Boondocking electrical conservation tips

Not all boondockers start out with solar panels, a wind turbine, or an O2 converter that changes air into electricity (don't search for that one, that's a pipe dream). So until you do install or invent those sustainable energy sources, the following tips will help you to keep your electrical usage down and your generator run time minimal.
  • Turn off all appliances, lights, radio, TV, and anything else that requires electricity when not in use.
  • Don’t leave your porch light on (a particular annoyance to me when I am not so fortunate to be able to camp away from neighbors, and he/she leaves the light on, ruining my night vision for seeing night critters and star gazing).
  • Coordinate your generator running time with the use of power-hungry appliances. For instance, schedule your showers, water heater, use of microwave, coffee grinder, and dishwashing all within a short period of time when you can run your generator to power them, rather than pull juice out of your batteries. This also charges you batteries at the same time.
  • Time your day to match the sun, rising when it does and going to bed with it also. This cuts your light usage down considerably.
  • If you read in bed, try using small rechargeable battery powered reading lights. You can recharge the batteries when you hook up next time and you won’t run down your house batteries with your RV’s lights. And you will probably disturb your mate less.
  • Monitor your house batteries charge with a voltage meter so you don’t run them down too low, which can damage the batteries. Deep cycle batteries are considered fully charged at at over 12.6 volts and completely discharged at 10.6 volts. Recharge before they get below 60%, or 12.0 volts.
In addition to these ways to cut your electric usage, there will be times when you are in an LTVA or other boondocking or dry-camping situation (like a rally or week-end event) where you have close neighbors. Remember that there are all kinds of RVers, some—maybe yourself included—who do not mind the noise of a generator running and don’t even consider that the noise or exhaust fumes may annoy others.
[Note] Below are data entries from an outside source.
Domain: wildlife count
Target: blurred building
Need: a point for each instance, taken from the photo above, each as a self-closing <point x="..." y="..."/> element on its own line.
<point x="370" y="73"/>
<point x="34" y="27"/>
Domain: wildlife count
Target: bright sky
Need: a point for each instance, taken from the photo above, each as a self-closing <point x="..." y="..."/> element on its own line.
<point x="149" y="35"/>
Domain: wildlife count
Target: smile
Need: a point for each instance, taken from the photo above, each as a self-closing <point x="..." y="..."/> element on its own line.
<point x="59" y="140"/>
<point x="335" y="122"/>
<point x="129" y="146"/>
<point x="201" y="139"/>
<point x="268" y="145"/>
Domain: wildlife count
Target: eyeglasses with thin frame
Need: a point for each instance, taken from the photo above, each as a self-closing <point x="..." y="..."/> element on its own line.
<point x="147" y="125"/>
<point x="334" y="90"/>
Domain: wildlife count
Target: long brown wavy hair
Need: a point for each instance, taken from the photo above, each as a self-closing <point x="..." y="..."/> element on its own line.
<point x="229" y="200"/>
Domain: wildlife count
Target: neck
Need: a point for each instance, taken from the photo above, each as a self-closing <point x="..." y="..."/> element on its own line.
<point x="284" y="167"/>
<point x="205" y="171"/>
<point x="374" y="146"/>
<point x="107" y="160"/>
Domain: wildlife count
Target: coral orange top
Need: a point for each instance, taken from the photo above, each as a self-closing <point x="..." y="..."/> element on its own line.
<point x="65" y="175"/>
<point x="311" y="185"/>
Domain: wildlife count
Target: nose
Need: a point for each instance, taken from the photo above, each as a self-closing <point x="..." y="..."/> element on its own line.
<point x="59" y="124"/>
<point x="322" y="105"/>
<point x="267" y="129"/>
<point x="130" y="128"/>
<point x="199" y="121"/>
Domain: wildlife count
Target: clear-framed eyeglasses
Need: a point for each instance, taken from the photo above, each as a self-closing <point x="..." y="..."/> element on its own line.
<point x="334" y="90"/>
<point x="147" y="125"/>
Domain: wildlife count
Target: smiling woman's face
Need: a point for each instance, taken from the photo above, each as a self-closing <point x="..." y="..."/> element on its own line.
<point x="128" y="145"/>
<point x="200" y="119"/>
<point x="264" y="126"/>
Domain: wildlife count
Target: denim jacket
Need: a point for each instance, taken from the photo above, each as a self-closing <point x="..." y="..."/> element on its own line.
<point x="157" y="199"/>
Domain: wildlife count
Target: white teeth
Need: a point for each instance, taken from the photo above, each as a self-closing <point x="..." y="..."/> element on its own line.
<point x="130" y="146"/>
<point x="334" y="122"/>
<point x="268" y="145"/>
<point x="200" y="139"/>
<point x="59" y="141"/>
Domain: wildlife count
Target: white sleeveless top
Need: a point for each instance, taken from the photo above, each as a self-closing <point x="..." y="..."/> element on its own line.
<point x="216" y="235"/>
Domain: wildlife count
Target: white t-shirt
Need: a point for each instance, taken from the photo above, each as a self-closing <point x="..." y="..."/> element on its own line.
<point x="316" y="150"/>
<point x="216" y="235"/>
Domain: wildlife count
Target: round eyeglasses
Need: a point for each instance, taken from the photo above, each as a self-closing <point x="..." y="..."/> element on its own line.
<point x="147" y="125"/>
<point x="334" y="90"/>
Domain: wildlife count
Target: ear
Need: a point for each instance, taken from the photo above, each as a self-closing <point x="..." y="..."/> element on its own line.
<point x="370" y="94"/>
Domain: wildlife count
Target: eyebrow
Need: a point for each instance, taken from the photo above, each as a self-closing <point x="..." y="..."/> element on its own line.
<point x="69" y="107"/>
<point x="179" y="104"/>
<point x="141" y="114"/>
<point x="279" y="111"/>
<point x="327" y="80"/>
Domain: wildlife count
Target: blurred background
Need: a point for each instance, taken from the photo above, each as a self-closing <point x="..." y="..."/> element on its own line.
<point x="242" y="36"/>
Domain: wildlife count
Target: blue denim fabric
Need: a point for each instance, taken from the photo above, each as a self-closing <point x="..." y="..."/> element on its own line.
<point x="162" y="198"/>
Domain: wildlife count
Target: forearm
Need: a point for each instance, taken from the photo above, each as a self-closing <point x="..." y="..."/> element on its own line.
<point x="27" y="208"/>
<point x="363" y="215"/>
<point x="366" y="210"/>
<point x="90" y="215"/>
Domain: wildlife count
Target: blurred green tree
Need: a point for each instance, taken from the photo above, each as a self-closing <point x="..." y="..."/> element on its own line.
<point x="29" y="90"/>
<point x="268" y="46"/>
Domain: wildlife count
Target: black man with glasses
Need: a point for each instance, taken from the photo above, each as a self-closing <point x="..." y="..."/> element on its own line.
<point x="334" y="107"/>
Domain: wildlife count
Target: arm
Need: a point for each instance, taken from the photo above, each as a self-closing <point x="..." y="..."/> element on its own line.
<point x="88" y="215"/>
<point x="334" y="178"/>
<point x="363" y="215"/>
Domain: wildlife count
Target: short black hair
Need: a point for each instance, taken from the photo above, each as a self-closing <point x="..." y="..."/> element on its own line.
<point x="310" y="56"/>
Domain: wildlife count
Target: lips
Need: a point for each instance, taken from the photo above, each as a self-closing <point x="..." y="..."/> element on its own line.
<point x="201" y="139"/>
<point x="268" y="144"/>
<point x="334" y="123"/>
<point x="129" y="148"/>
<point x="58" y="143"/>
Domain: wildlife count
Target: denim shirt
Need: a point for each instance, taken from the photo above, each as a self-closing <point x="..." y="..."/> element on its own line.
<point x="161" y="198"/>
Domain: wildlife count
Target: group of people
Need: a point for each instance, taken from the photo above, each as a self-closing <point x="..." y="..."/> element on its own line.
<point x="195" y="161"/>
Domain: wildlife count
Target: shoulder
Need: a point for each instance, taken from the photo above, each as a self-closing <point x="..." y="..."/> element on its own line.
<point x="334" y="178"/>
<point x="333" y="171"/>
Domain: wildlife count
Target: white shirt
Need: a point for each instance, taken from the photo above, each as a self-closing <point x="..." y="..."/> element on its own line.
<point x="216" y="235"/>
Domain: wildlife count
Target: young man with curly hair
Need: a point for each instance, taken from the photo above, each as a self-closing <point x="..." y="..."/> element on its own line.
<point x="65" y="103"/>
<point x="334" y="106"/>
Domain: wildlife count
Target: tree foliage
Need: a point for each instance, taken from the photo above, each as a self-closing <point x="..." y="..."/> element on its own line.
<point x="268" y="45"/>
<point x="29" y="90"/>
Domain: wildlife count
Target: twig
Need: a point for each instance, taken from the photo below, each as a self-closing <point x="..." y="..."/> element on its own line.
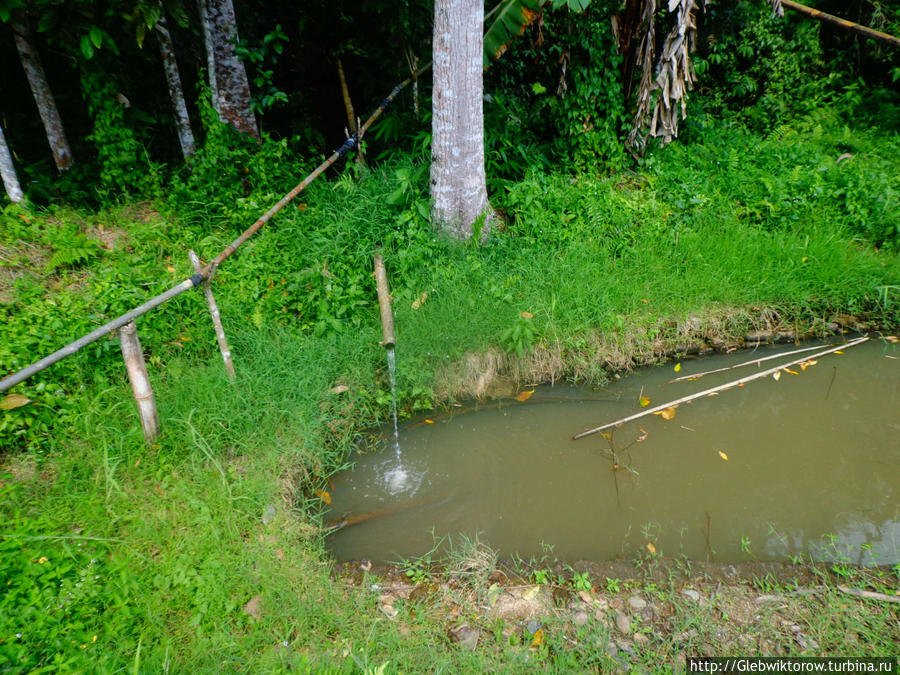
<point x="697" y="376"/>
<point x="713" y="390"/>
<point x="868" y="595"/>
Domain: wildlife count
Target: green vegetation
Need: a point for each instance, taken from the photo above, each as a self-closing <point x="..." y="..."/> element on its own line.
<point x="778" y="206"/>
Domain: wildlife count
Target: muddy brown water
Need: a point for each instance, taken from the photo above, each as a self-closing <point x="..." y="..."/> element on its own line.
<point x="807" y="464"/>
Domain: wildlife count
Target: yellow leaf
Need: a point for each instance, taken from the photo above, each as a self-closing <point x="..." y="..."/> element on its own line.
<point x="13" y="401"/>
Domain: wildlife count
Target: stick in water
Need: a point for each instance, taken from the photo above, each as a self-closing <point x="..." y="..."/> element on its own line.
<point x="721" y="387"/>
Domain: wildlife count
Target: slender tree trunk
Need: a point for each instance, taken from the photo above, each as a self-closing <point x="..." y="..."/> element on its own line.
<point x="210" y="54"/>
<point x="31" y="62"/>
<point x="176" y="93"/>
<point x="458" y="190"/>
<point x="231" y="76"/>
<point x="8" y="172"/>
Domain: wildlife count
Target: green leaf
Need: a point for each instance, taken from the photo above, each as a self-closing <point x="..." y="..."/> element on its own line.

I remedy this, as I’m sure others do, by taking a walk during the time my neighbor will be running his generator. But it would annoy me if I had just settled down in my camp chair with a glass of the bubbly when my neighbor fires up his generator. Be courteous to your neighbor and he will return the courtesy.

Explain to your neighbor that you have to run your generator, and for however long you expect to, and ask when would be a good time when it wouldn’t bother him/her. Maybe you can all coordinate times.

Avoid running your generator past a reasonable hour in the evening when others may be relaxing, sitting outside enjoying the stars and the quiet, or trying to sleep. The same rule holds for the morning before the late risers greet the day.

Learn more about boondocking with my new eBook, BOONDOCKING: Finding the Perfect Campsite on America’s Public Lands.

1 comment:

  1. I have read that the voltage reading on the battery system is different with the batteries in use than when the batteries are at rest. Can you explain the different readings one can expect when using a built-in electrical system monitor which shows the House battery voltage? In other words, at what voltage should the batteries be recharged when read in use or when read after they are at rest (and at rest is defined as what?)?